Due to the various types of alopecia, scientists are still not sure what exactly triggers this condition; hence pinpointing the cause can be a bit tricky.
However, hair loss has been found to result when the white blood cells (our body’s defense mechanism) attack the cell in the hair follicle causing stunted hair growth, shrinkage and falling out of the hair.
Precisely why the immune system suddenly attacks the hair follicles is still not known, but genes have been linked to hair loss either as a direct or indirect genetic association.
Hormonal imbalance – whether it is due to puberty, pregnancy, menopause or androgens, they are all ways to loss hair.
Medication and prescription drugs – chemotherapy, blood thinners, blood pressure pills, and birth controls drugs are all causes of hair loss
Stress, Trauma, infection, and depression – can cause temporary or permanent hair loss depending on how the victim deals with the situation. Infections like ringworm cause hair loss in patches and if left untreated can damage the scalp surface preventing hair from growing again.

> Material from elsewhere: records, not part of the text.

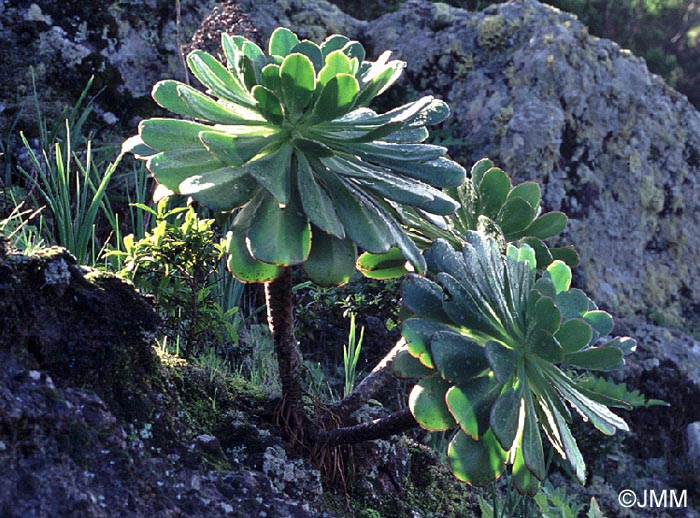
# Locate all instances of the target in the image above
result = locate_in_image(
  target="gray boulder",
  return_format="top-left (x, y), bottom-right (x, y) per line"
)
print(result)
top-left (241, 0), bottom-right (700, 330)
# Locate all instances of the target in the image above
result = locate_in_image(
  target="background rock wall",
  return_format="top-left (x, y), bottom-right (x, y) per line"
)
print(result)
top-left (0, 0), bottom-right (217, 133)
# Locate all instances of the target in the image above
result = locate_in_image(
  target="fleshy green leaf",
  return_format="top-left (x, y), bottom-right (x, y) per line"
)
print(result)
top-left (280, 53), bottom-right (316, 116)
top-left (550, 246), bottom-right (580, 268)
top-left (522, 392), bottom-right (546, 480)
top-left (545, 366), bottom-right (629, 435)
top-left (490, 385), bottom-right (522, 450)
top-left (529, 329), bottom-right (564, 363)
top-left (508, 181), bottom-right (541, 208)
top-left (518, 237), bottom-right (554, 269)
top-left (303, 231), bottom-right (356, 286)
top-left (555, 319), bottom-right (593, 354)
top-left (355, 61), bottom-right (404, 106)
top-left (322, 173), bottom-right (394, 254)
top-left (546, 260), bottom-right (572, 294)
top-left (437, 272), bottom-right (505, 340)
top-left (556, 289), bottom-right (590, 320)
top-left (139, 118), bottom-right (213, 151)
top-left (478, 168), bottom-right (512, 219)
top-left (200, 130), bottom-right (281, 167)
top-left (583, 310), bottom-right (614, 338)
top-left (247, 191), bottom-right (311, 265)
top-left (227, 229), bottom-right (282, 283)
top-left (401, 274), bottom-right (448, 321)
top-left (470, 158), bottom-right (494, 186)
top-left (244, 144), bottom-right (293, 204)
top-left (320, 34), bottom-right (351, 57)
top-left (528, 296), bottom-right (561, 335)
top-left (431, 331), bottom-right (490, 384)
top-left (497, 197), bottom-right (535, 236)
top-left (310, 74), bottom-right (359, 122)
top-left (178, 167), bottom-right (259, 210)
top-left (317, 50), bottom-right (353, 87)
top-left (409, 374), bottom-right (457, 431)
top-left (177, 83), bottom-right (254, 125)
top-left (187, 50), bottom-right (254, 106)
top-left (295, 152), bottom-right (344, 237)
top-left (147, 149), bottom-right (226, 191)
top-left (269, 27), bottom-right (300, 56)
top-left (512, 446), bottom-right (541, 497)
top-left (357, 248), bottom-right (410, 280)
top-left (261, 64), bottom-right (282, 94)
top-left (393, 349), bottom-right (434, 379)
top-left (446, 375), bottom-right (502, 439)
top-left (341, 41), bottom-right (365, 63)
top-left (290, 40), bottom-right (324, 71)
top-left (565, 347), bottom-right (624, 371)
top-left (151, 80), bottom-right (256, 124)
top-left (402, 318), bottom-right (456, 369)
top-left (485, 341), bottom-right (519, 384)
top-left (227, 197), bottom-right (283, 283)
top-left (252, 86), bottom-right (284, 124)
top-left (447, 429), bottom-right (507, 486)
top-left (523, 212), bottom-right (568, 239)
top-left (605, 336), bottom-right (637, 355)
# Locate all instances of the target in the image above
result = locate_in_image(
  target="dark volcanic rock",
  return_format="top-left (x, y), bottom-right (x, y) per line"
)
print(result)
top-left (0, 247), bottom-right (324, 517)
top-left (0, 247), bottom-right (162, 427)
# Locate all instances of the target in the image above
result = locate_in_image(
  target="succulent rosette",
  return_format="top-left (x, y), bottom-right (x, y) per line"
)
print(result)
top-left (125, 28), bottom-right (465, 285)
top-left (394, 231), bottom-right (636, 494)
top-left (358, 158), bottom-right (579, 279)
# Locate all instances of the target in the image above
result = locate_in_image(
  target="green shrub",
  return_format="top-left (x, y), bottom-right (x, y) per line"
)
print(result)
top-left (110, 200), bottom-right (238, 358)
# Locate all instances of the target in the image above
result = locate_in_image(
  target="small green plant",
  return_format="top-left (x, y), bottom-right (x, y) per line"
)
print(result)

Accidents, burns, and cosmetic mishaps – these are factors that can cause hair loss, and if scars are produced, the hair will never grow again.
Aside from the above, hair loss can also be due to medical conditions like internal disease, poor diet, low calories, and aging, alopecia or hair loss are caused by illnesses, emotional trauma, lack of adequate protein (resulting from strict dieting), hormonal changes _ puberty, pregnancy, and menopause.
Other health conditions that can trigger hair loss are anemia (iron deficiency), syphilis, and thyroid disease.
Symptoms of Hair Loss
Waking up to hair all over your pillow or having a large quantity of hair follow your hairbrush as your groom are obvious signs of alopecia. The symptoms of alopecia are
• Constantly itching your hair and scratching on your scalp even when your hair is neat
• Inflammation of the hair scalps
• Patches of hair loss or a spontaneous disappearance of the hair
• White hair growth on areas where hair has fallen off
Aside from the signs and symptoms can be seen on the nails. This is actually a notable point where you can detect alopecia before it starts happening to your hair. People with alopecia have a white line on their fingernail and losses it’s shine.

Prior to seeking treatment, see your doctor and explain any changes in your current lifestyle to enable him to conduct the appropriate test for a proper diagnosis.
However, it is safe to say there is no current cure, but research is on-going on various cosmetic institutes and facilities across the globe.
Alopecia can’t be cured, but with early diagnosis, it can be treated and hair re-grown. Some remedies are
• Immunotherapy is used in cases where hair loss is much and repetitive. In this process, a chemical is applied to the scalp to produce an allergic reaction that can stimulate hair re-growth.
• Corticosteroids – are anti-inflammatory drugs that help soothe the pain of inflammation on the scalp
• Using drugs like Minoxidil that have proven to cause hair restoration in as little as 12 weeks.
Other non-medical methods are:
• Try to lead a more relaxed and stress-free life
• Remove your wig when going to bed
• Reduce the rate at which you use extensions and sew-in weaves on your hair
• Maintain a healthy body weight and imbibe in good eating habits
• Avoid using too much chemical and hair treatment on the hair

Finally, alopecia may not have a cure, early diagnosis and seeking treatment should restore your hair and looks.
Since the symptoms of alopecia or hair loss are very obvious, one should be alert when your hairbrush pulls out more hair than normal or you suffer from any of the signs above, seek help from a qualified hair specialist.
In the worst case scenario, hair transplant is an equally good option if you are a good candidate.